Para él, la educación era el elemento que de mejor manera nos podría fortalecer frente al poder de Estados Unidos que ya había demostrado su intención de avasallar, al arrebatarnos la mitad del territorio. Le preocupaba hondamente que en el país prevaleciera el capital extranjero en la mayor parte de las actividades económicas; esto nos subordinaba, nos quitaba nuestra libertad. Frente a la dependencia había que buscar “el modo de conservarnos a través de […] nosotros mismos”; de otra suerte la planta mexicana desaparecerá a la sombra de otras más vigorosas. Para este educador, resolver esta situación era urgentísimo y magnísimo; consideraba que sólo la educación y nada más que ella pueden hacerlo.
Con energía excepcional, Sierra puso en marcha un proyecto educativo que abarcó desde el jardín de niños hasta la fundación de la Universidad Nacional. Capacitación de maestros, escuelas para adultos, escuelas rurales, educación tecnológica, desayunos escolares, planes de estudio que equilibraban la formación científica con la formación estética y moral, libros gratuitos, difusión cultural: las bases de lo que sería el proyecto educativo de la Revolución Mexicana.
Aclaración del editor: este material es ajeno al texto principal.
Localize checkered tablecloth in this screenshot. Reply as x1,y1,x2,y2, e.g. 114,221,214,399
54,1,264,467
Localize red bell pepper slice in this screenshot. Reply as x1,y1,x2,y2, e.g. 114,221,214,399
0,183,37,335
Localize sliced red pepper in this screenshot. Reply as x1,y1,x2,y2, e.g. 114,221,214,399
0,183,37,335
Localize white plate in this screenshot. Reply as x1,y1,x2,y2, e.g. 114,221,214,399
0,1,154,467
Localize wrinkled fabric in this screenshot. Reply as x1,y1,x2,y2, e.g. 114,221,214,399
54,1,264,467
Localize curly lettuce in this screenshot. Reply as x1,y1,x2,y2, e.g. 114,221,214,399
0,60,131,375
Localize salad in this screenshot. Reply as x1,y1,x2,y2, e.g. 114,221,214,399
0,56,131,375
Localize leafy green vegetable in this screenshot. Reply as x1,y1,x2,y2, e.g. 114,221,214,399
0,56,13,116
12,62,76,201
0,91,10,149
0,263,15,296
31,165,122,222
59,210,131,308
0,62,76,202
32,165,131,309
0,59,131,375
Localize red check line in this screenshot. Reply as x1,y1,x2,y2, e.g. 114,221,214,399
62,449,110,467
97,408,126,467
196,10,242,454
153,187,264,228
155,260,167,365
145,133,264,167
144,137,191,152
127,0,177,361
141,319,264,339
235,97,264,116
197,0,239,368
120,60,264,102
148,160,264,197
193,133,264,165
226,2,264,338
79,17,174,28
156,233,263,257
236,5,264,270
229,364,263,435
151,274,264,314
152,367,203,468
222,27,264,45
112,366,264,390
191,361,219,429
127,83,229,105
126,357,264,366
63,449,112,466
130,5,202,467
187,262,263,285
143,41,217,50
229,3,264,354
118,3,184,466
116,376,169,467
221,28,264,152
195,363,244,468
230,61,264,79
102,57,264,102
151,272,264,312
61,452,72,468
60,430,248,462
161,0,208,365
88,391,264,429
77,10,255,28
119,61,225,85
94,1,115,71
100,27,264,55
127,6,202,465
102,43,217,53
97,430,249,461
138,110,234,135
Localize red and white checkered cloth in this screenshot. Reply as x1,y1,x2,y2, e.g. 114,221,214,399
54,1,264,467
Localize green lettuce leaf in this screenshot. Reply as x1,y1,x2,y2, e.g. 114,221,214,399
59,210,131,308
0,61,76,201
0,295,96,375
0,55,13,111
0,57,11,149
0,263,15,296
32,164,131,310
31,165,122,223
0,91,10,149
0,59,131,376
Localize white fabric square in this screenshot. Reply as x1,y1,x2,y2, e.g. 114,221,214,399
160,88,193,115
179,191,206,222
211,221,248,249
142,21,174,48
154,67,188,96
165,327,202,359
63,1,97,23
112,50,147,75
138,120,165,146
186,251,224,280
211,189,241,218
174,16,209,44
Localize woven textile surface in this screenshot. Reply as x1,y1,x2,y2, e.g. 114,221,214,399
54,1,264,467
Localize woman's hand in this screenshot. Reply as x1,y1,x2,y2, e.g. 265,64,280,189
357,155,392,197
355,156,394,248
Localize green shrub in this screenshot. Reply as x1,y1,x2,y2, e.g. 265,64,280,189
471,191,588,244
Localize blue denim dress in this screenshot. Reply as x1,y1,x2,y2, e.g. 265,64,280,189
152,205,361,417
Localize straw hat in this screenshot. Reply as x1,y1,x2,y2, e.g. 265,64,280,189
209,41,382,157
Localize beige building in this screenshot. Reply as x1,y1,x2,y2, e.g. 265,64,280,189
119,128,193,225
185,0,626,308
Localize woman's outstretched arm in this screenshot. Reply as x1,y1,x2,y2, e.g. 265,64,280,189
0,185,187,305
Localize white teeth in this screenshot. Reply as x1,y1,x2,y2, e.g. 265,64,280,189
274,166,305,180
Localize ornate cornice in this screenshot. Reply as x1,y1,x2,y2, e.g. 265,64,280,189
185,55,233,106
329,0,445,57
Para lograr estas metas, le escribe al secretario de Hacienda, José Yves Limantour, eran esenciales personas que tuvieran la preparación teórica y experiencial indispensables para mantener normalmente equilibrado un delicadísimo movimiento que más que de carácter administrativo o gubernamental es de carácter sicológico. Y añade: “El control económico, la pesquisa fiscal, la inquisición burocrática son buenos y justos si se quiere y, sobre todo, son estrictamente legales; pero son medios de segundo orden para realizar el programa soberano que la Secretaría de Instrucción Pública tiene a su cargo y que ha sido felizmente sintetizada en esta fórmula: ‘Crear el alma nacional’”.
Quien fuera a realizar esa labor educativa tendría que saber “dirigir con el alma, es decir, con entusiasmo, con fe, con amor […].” Tendría que tener el propósito y el poder de inyectar su espíritu entero en este mundo espiritual y sentimental. No se trata de un trabajo realizado con reglas oficinescas y moralismos de rutina; de hacerlo así, se habría hecho el mal más grave que pueda hacérsele a un organismo en plena evolución, acrecentar la corteza y atrofiar la médula.
Pareciera hoy día que el gobierno va por este segundo camino. Los maestros mexicanos han sido claves para transmitir el ideario nacido de la Revolución Mexicana. Con la represión y la imposición se resquebraja el espíritu, la energía creativa que muchos maestros en todo el país evidencian en su actividad de cada día. Es necesario apelar a lo mejor que hay en ellos para que contribuyan a sacar al país de su postración; la energía vital que desencadenaría un diálogo honesto y transparente entre ambas partes, con acuerdos y propósitos claros que puedan unirnos, sería motivo de verdadera evolución. La imposición a través de mentiras y fuerza policiaca, sólo contribuye a destruir el alma nacional.